The complex given is ${\left[Ni{\left(N{H}_3\right)}_{5}Br\right]}^{+}$ , it has five ammonia ligands and one bromine ligand and there is no stereo difference and does not exhibit geometrical isomerism.
The complex given is ${\left[Co{\left(N{H}_3\right)}_2{\left(en\right)}_2\right]}^{3+}$ , it has two ammonia ligands and two ethylenediamine ligands and exist in both cis and trans forms that can exhibit geometrical isomerism.
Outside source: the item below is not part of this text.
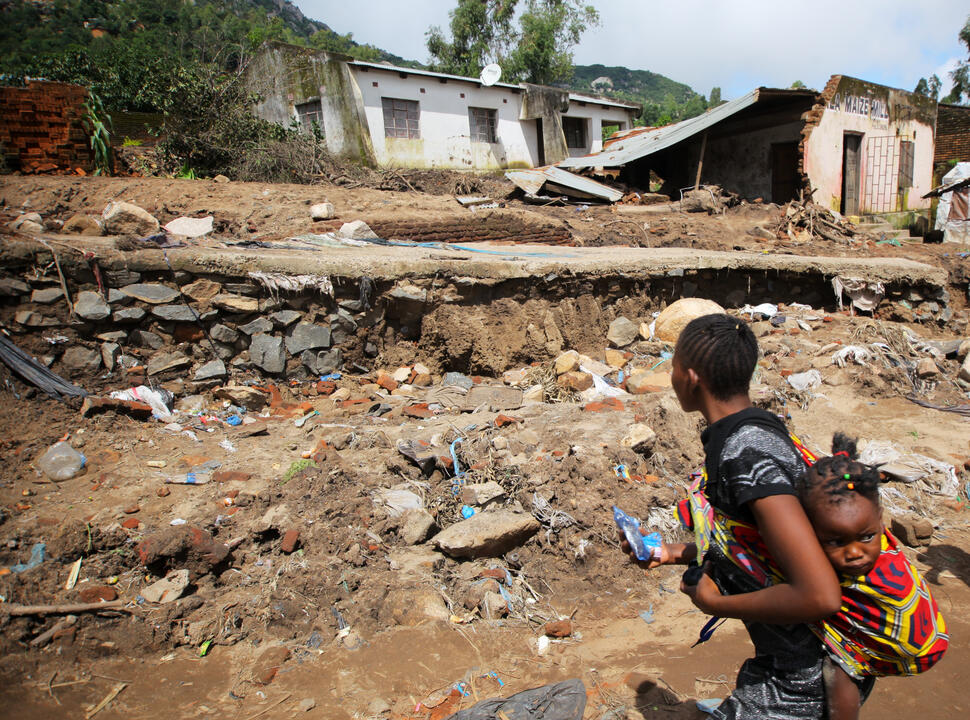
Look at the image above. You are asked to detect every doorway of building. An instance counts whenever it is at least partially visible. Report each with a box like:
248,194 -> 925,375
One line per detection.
771,142 -> 799,204
839,133 -> 862,215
The complex given is ${\left[Co{\left(N{H}_3\right)}_4\left(en\right)\right]}^{3+}$ , it has four ammonia ligands and one ethylenediamine ligand and there is no stereo difference and does not exhibit geometrical isomerism.
The complex given is ${\left[Co{\left(en\right)}_3\right]}^{3+}$ , it has three ethylenediamine ligands and there is no stereo difference and does not exhibit geometrical isomerism.
 ${\left[Co{\left(N{H}_3\right)}_2{\left(en\right)}_2\right]}^{3+}$ only exhibit two geometrical isomers.
Option B is the correct one.

Note:
The complex which can form different structures and there should be some difference in the arrangement of ligands can only exhibit geometrical isomers. In the complex ${\left[Co{\left(N{H}_3\right)}_2{\left(en\right)}_2\right]}^{3+}$ the ligands will arrange in two different ways and can exhibit cis and trans forms which are geometrical isomers.